MOSKOVA
Rusya, ünlü komutan Mihail Kutuzov'un (1745-1813) 275. doğum gününü kutluyor.
Kuşkusuz Kutuzov, dünya tarihine damgasını vurmuş komutanlardan..
Osmanlı-Rus savaşlarına da katılan Kutuzov’un, Türkiye ile pek bilinmeyen bir öyküsü daha var.
İlginç tarihi öykü şöyle…
Rus aylık Soverşenno Sekretno gazetesi (1 Kasım 2010), Rusya-Türkiye ilişkileriyle ilgili ilginç bir makaleyi ele aldı.
Makaleye göre, 18. yüzyılın sonlarında Rusya, başta Boğazlar konusu olmak üzere Osmanlı İmparatorluğu ile sorunlarını çözmeye çalışıyordu.

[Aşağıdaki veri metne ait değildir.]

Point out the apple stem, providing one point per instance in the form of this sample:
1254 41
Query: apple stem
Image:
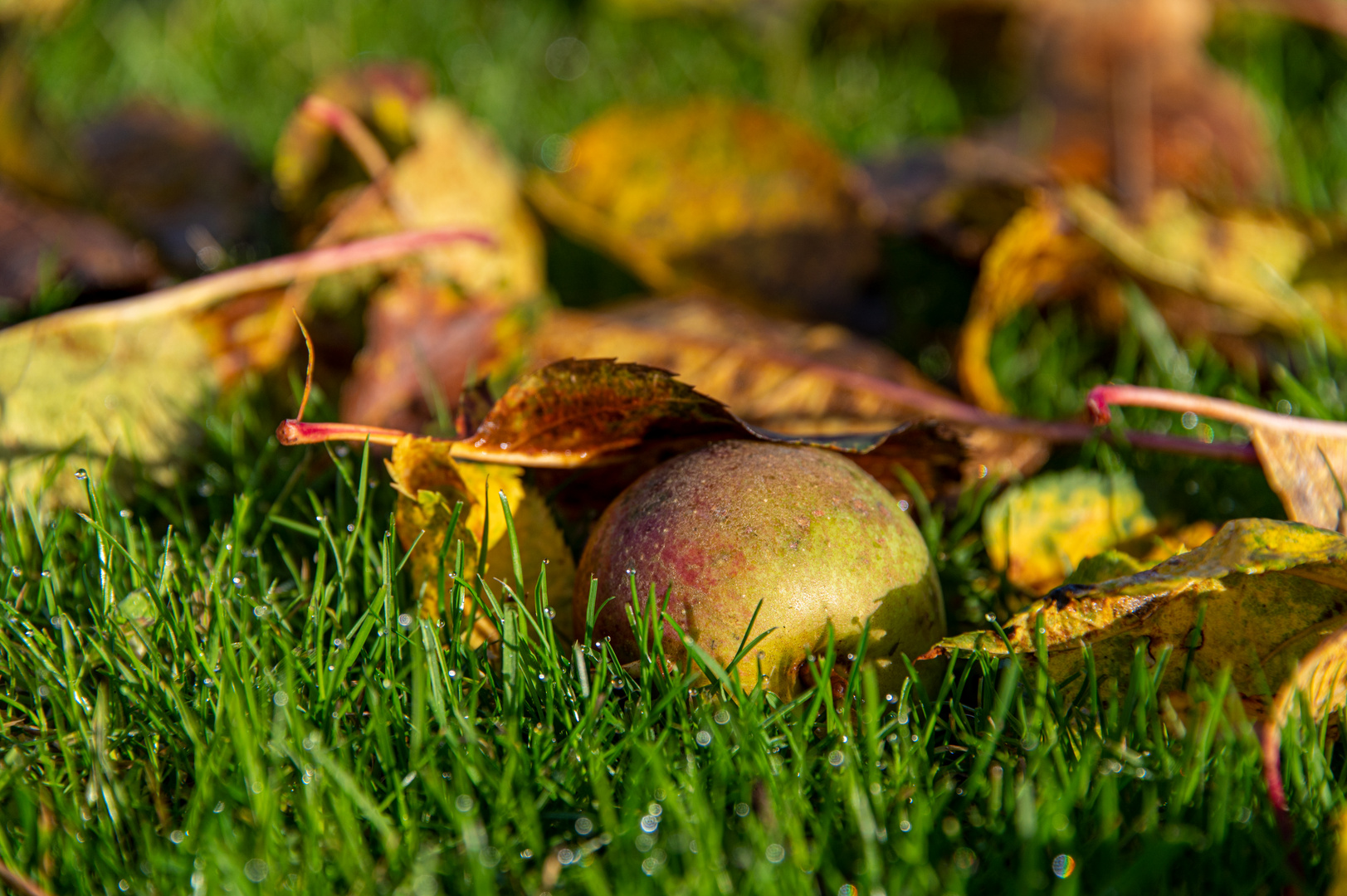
1250 418
300 433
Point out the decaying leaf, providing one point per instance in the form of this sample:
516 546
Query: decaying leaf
458 310
124 377
1218 276
589 412
430 484
733 197
1243 261
1319 686
1304 460
782 375
1042 530
961 193
1036 258
178 181
1256 597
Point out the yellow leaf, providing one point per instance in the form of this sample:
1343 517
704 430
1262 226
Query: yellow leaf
1039 255
127 377
713 192
1266 592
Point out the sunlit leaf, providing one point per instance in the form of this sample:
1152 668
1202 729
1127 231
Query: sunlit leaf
1254 598
432 484
717 193
1040 531
127 377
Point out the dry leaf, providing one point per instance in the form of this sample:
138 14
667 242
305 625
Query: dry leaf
1222 278
78 246
728 196
1245 261
178 181
1036 258
783 375
1265 591
588 412
125 377
1318 684
1304 460
461 309
1042 530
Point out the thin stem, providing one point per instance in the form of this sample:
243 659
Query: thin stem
1102 397
352 131
261 275
21 884
300 433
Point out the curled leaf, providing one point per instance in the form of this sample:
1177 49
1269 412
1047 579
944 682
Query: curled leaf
1256 597
1319 686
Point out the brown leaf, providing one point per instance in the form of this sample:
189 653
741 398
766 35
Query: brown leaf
127 377
178 181
724 194
461 310
1265 592
783 375
1304 460
1318 684
1039 256
76 244
586 412
430 484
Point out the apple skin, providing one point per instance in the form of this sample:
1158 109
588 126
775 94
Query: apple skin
804 530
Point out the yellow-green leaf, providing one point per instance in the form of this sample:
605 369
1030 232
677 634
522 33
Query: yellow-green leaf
1042 530
1265 592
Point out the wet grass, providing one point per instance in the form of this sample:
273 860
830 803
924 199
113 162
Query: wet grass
224 688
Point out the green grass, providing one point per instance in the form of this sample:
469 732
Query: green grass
264 721
274 718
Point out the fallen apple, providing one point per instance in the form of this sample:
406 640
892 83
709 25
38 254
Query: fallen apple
803 530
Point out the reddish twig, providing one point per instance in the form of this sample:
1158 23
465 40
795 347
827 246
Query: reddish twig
261 275
300 433
352 131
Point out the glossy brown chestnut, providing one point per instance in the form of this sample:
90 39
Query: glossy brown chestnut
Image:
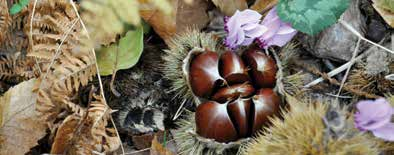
239 111
204 74
263 68
233 92
265 104
232 68
213 121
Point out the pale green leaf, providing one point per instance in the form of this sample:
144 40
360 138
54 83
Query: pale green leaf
122 56
311 16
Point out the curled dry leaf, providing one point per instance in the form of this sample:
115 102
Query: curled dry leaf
183 15
387 15
158 149
228 7
20 128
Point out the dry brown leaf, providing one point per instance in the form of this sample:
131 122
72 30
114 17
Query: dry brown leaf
20 127
261 5
191 15
228 7
387 15
158 149
163 24
182 16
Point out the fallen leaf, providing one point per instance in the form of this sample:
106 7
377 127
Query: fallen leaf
113 16
228 7
261 5
122 56
184 14
158 149
385 13
191 15
163 24
20 126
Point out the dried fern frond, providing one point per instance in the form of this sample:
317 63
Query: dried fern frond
313 128
52 21
86 134
5 20
15 68
174 60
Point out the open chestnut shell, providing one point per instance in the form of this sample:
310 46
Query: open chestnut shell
263 68
204 74
239 93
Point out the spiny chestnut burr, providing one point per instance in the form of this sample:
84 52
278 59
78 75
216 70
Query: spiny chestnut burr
237 119
204 74
232 68
263 68
265 104
213 121
234 108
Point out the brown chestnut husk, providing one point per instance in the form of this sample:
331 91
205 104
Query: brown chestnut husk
204 74
233 92
263 68
232 68
213 121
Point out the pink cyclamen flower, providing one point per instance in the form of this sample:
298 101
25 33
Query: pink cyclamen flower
375 116
279 33
243 28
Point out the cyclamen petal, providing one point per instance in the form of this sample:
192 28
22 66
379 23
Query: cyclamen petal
375 116
278 34
386 132
243 28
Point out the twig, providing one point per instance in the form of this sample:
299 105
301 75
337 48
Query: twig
98 74
341 68
350 66
351 29
334 81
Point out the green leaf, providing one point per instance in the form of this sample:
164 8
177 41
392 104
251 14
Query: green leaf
311 16
122 56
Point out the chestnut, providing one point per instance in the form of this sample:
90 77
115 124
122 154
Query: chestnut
232 92
263 68
213 121
265 104
239 111
204 74
232 68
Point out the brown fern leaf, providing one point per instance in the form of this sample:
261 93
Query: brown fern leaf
52 21
14 68
81 135
5 19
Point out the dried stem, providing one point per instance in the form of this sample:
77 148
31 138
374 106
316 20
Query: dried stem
350 66
334 81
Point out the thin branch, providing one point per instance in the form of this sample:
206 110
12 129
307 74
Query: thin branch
341 68
351 29
350 66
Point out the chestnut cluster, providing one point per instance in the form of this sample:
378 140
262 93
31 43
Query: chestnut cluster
239 93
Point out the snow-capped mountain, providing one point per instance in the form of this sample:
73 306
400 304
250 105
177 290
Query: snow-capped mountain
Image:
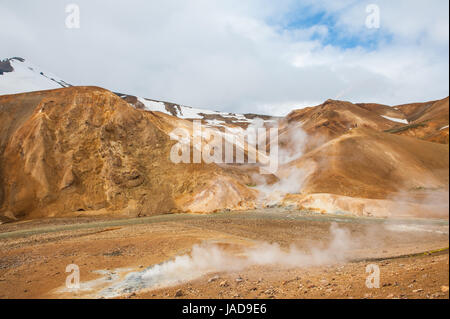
18 76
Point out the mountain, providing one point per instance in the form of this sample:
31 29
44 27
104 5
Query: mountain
73 151
83 150
18 76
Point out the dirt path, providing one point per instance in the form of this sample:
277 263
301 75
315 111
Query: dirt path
34 255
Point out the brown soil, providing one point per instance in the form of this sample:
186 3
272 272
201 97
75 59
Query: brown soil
34 255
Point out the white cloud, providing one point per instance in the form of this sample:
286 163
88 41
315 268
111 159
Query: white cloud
235 55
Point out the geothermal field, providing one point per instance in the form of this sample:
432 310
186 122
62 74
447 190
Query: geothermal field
109 195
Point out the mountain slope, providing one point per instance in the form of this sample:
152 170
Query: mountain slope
83 150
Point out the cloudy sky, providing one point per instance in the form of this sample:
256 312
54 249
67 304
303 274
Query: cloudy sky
260 56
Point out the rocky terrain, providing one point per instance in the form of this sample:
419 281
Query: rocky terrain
354 183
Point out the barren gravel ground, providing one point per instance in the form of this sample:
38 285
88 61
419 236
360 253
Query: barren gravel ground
34 255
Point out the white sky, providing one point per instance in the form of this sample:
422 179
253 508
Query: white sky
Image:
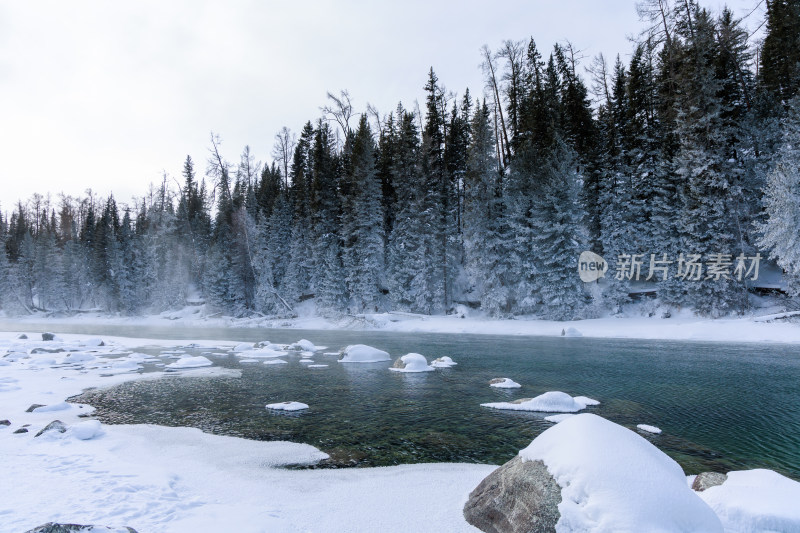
108 95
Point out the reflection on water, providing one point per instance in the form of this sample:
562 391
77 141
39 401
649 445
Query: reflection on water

Rusya, çok deneyimli komutan Mihail Kutuzov’u İstanbul’a elçi olarak atıyor.
Deneyimli istihbarat uzmanı da sayılan Kutuzov, Sultan 3. Selim’in annesini etkilemek için gizlice Harem’e girmiş.
Olay, İstanbul'u karıştırmıştı.
Rus tarihinde Kutuzov’un geçmişiyle ilgili yazıda da kendisinin sultanın annesiyle görüşmeler yapabilmek için gizlice Harem’e girdiği kaydediliyor.
Gazetenin muhabiri Olga Dmitriyeva’nın kaleme aldığı “Kutuzov Harem’de” başlıklı yazıda, 18. yüzyılda yaşanan siyasi olaylar anlatılıyor.
Eylül 1793’te Rusya Çariçesi 2. Katerina, ünlü komutan Kutuzov’u, İstanbul’a elçi olarak atıyor.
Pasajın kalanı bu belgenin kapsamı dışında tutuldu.